Vessel designer laments Scottish government rejection of catamaran ferries
An Australia-based naval architect has criticised what he calls the unwillingness of government officials in Scotland to acquire modern catamaran ferries to replace the aging vessels still in use on the country’s West Coast.
In a recent interview with The Daily Mail, Stuart Ballantyne, owner of Gold Coast-based Sea Transport Solutions (STS), said Scotland has become “the laughing stock of the ferry industry” following years of government refusal to commit to the construction of safer, more modern passenger vessels.
Mr Ballantyne, who was born near Glasgow and later moved to Australia in the 1960s, said he has made yearly visits to Scotland since 2008 with the intent of convincing officials to consider proven vessel designs as alternatives to some locally built monohull ferries in serving the West Coast routes.
The STS-designed vessels have a number of local supporters in the country, among them retired Napier University Professor Alfred Baird, who claims he is a regular passenger on the ferry route between Caithness and Orkney.
Professor Baird said that reluctance to acquire catamarans nonetheless persists. This is despite local users’ continued lobbying for the purchase of Mr Ballantyne’s proven ferries, examples of which are already in operation in 47 countries including the Bahamas, Brazil, China, Fiji, the Netherlands, Oman, and the Philippines.

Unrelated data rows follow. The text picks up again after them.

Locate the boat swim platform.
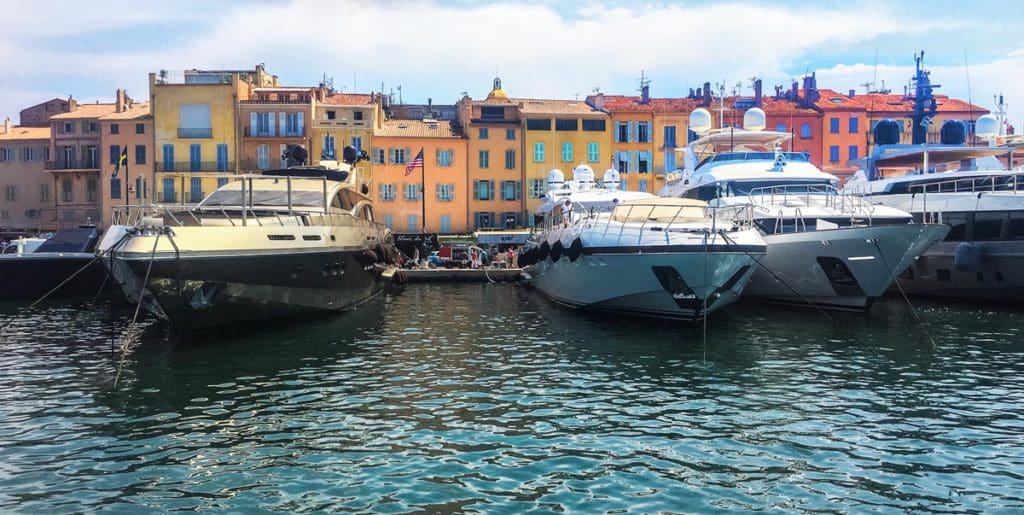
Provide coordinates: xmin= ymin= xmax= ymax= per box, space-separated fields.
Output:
xmin=402 ymin=268 xmax=522 ymax=284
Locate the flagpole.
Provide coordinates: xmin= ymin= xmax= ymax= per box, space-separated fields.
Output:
xmin=420 ymin=148 xmax=427 ymax=234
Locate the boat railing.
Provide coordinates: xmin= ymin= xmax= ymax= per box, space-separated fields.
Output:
xmin=544 ymin=201 xmax=754 ymax=242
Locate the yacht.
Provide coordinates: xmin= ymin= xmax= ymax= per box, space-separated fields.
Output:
xmin=658 ymin=108 xmax=949 ymax=310
xmin=98 ymin=148 xmax=400 ymax=331
xmin=519 ymin=165 xmax=765 ymax=320
xmin=845 ymin=115 xmax=1024 ymax=303
xmin=0 ymin=225 xmax=106 ymax=300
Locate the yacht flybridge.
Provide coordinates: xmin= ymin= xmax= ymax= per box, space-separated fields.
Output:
xmin=845 ymin=115 xmax=1024 ymax=303
xmin=98 ymin=148 xmax=395 ymax=330
xmin=519 ymin=165 xmax=765 ymax=320
xmin=658 ymin=108 xmax=948 ymax=309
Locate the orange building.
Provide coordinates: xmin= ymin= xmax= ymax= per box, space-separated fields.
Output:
xmin=371 ymin=119 xmax=470 ymax=233
xmin=458 ymin=79 xmax=526 ymax=228
xmin=99 ymin=93 xmax=156 ymax=227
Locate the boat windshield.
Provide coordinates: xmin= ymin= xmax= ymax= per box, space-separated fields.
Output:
xmin=697 ymin=152 xmax=811 ymax=168
xmin=725 ymin=179 xmax=836 ymax=197
xmin=200 ymin=189 xmax=324 ymax=209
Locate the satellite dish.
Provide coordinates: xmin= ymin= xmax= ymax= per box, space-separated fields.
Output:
xmin=743 ymin=108 xmax=768 ymax=131
xmin=690 ymin=108 xmax=711 ymax=134
xmin=974 ymin=115 xmax=999 ymax=139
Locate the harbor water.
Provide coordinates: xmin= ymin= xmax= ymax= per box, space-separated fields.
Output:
xmin=0 ymin=284 xmax=1024 ymax=513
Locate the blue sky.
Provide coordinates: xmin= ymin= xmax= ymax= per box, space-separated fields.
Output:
xmin=6 ymin=0 xmax=1024 ymax=128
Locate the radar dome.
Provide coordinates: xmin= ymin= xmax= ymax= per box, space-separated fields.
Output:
xmin=690 ymin=108 xmax=711 ymax=134
xmin=601 ymin=168 xmax=622 ymax=189
xmin=874 ymin=118 xmax=900 ymax=144
xmin=548 ymin=168 xmax=565 ymax=190
xmin=743 ymin=108 xmax=768 ymax=131
xmin=974 ymin=115 xmax=999 ymax=138
xmin=572 ymin=165 xmax=594 ymax=189
xmin=939 ymin=120 xmax=967 ymax=144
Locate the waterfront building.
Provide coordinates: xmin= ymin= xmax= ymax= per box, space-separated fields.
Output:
xmin=239 ymin=86 xmax=323 ymax=172
xmin=0 ymin=118 xmax=54 ymax=235
xmin=587 ymin=88 xmax=697 ymax=192
xmin=44 ymin=101 xmax=118 ymax=228
xmin=457 ymin=79 xmax=528 ymax=229
xmin=150 ymin=65 xmax=278 ymax=204
xmin=513 ymin=98 xmax=612 ymax=217
xmin=99 ymin=89 xmax=156 ymax=227
xmin=370 ymin=118 xmax=471 ymax=233
xmin=309 ymin=89 xmax=384 ymax=164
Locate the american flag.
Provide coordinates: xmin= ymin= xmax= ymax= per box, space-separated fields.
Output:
xmin=406 ymin=148 xmax=423 ymax=177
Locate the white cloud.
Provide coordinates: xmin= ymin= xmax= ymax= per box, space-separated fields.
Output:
xmin=0 ymin=0 xmax=1012 ymax=129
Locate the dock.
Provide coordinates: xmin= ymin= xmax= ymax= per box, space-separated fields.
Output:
xmin=402 ymin=268 xmax=522 ymax=283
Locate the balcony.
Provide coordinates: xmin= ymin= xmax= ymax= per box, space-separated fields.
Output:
xmin=157 ymin=161 xmax=234 ymax=173
xmin=43 ymin=159 xmax=99 ymax=172
xmin=178 ymin=127 xmax=213 ymax=139
xmin=243 ymin=127 xmax=306 ymax=138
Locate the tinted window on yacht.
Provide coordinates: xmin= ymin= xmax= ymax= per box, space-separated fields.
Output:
xmin=972 ymin=211 xmax=1007 ymax=240
xmin=726 ymin=180 xmax=833 ymax=197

Scottish government officials have meanwhile refuted Mr Ballantyne’s claims, citing the latter’s “complete lack of understanding” of policy-related decision making.
An official added that investments worth £580 million (US$783.3 million) will be made in new vessels and port improvements over the next five years with the goal of improving existing ferry services.
Mr Ballantyne, however, said that the £580 million will be better spent “if disciplined and experienced people are involved.”